Michelle F. Kelley is a corrections officer employed by the Kane County, Illinois Sheriff’s Department. Kelley was suspended without pay for 120 days for insubordination because she refused to comply with a superior officer’s order that she submit to a polygraph examination.

In 1983, the Illinois Supreme Court ruled that polygraph examination results were inadmissible in police disciplinary hearings. The following year, the Illinois Legislature enacted what was known as the Uniform Peace Officers’ Disciplinary Act (Act), which prohibited employers from requiring “peace officers” to submit to polygraph examinations in disciplinary investigations.

The Department argued that since corrections officers are not “peace officers” under Illinois law, the passage of the Act was an implicit decision by the Legislature that corrections officers could be subjected to polygraph examinations.

The Illinois Court of Appeals rejected the Department’s arguments and overturned Kelley’s suspension. The Court quoted from the 1983 decision of the Illinois Supreme Court:

“It is enough to say that in holding that admission of stipulated-to polygraph evidence at a criminal trial constituted error, we recognized that the process of accurately recording the instrument’s results and then correctly interpreting those results has not reached a level of sophistication that makes it generally more probative than prejudicial. While the rules of evidence are not as rigidly applied at an administrative hearing, such a relaxation of rules cannot abrogate the right to a just, fair and impartial hearing. The correct rule is that polygraph evidence is not reliable enough to be used as substantive evidence in an administrative proceeding before the board.”

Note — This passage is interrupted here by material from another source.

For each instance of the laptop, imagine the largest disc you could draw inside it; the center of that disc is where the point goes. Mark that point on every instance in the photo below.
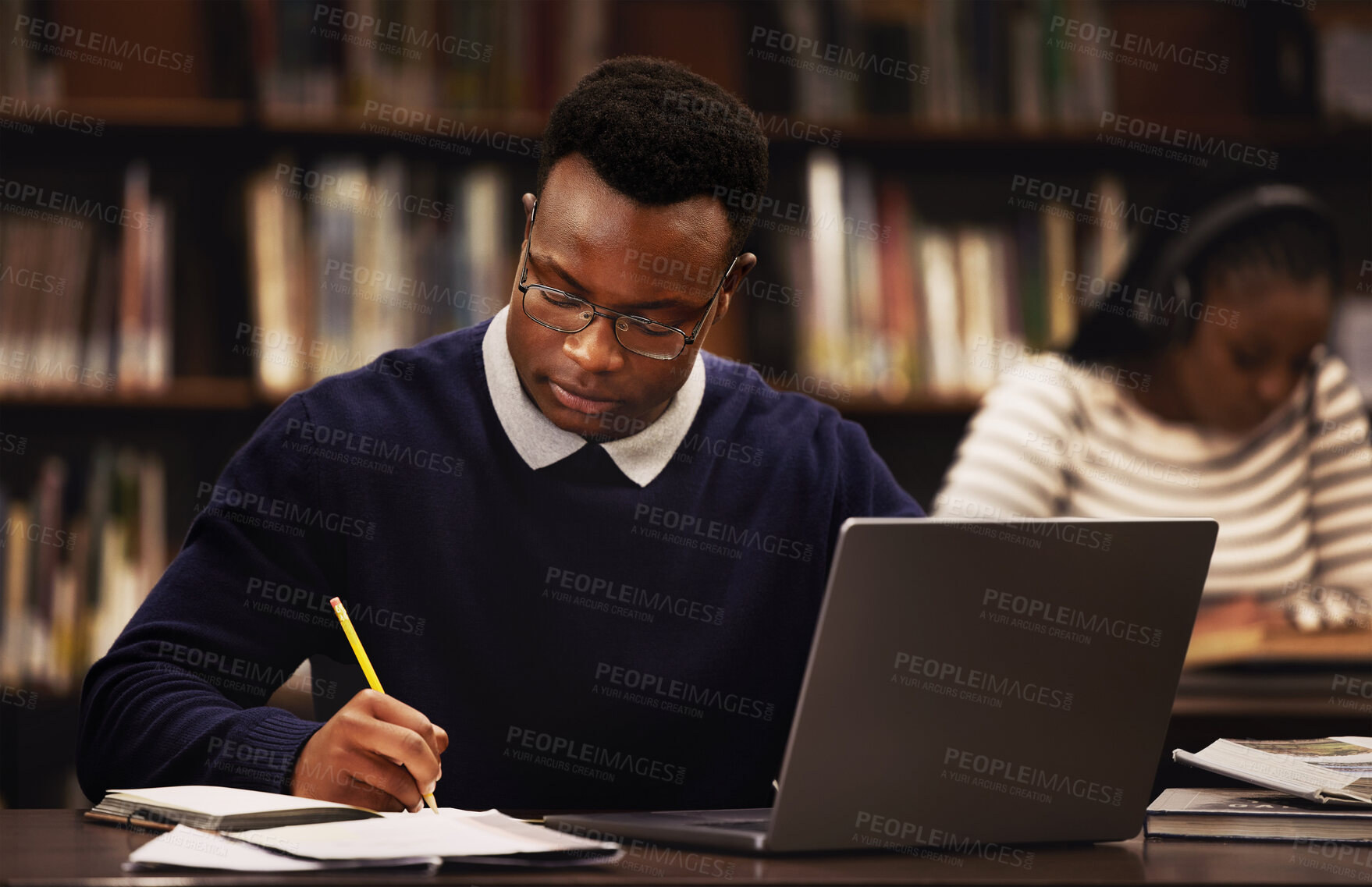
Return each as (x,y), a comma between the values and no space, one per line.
(973,683)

The Court believed the Legislature’s adoption of the Act was irrelevant to the issue of whether polygraph examinations could be used in a disciplinary investigation. As the Court described: “The Sheriff contends that the plaintiff is asking us to encroach upon the legislative function by giving County corrections officers the right to refuse a polygraph examination despite the fact that the General Assembly has not chosen to give them that right. The Sheriff is correct that our decision here adds to the protection provided by the Act – we have acknowledged that the Act applies only to peace officers, not to corrections officers.

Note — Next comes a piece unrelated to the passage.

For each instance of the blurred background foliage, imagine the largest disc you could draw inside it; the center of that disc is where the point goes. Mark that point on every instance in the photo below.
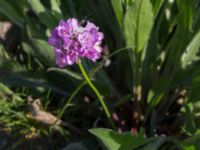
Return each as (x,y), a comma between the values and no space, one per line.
(150,83)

“However, in drafting the Act, the Legislature included no language indicating that the protection from mandatory polygraph examinations should be limited to that protection explicitly provided in that section. Indeed, the Sheriff does not argue that in enacting the Act the General Assembly intended to preempt any and all judicial regulation of the administrative disciplinary process applicable to public employees other than peace officers, or to limit the natural reach of our Supreme Court’s prior decision. We hold that the protection here comes not from the statute but rather from our Supreme Court’s decision and, as such, we rely not on the plain-language-statutory-interpretation rule but rather the rule of stare decisis.”

Kelley v. Sheriff’s Merit Commission of Kane County, 2007 WL 1192135 (Ill. App. 2007).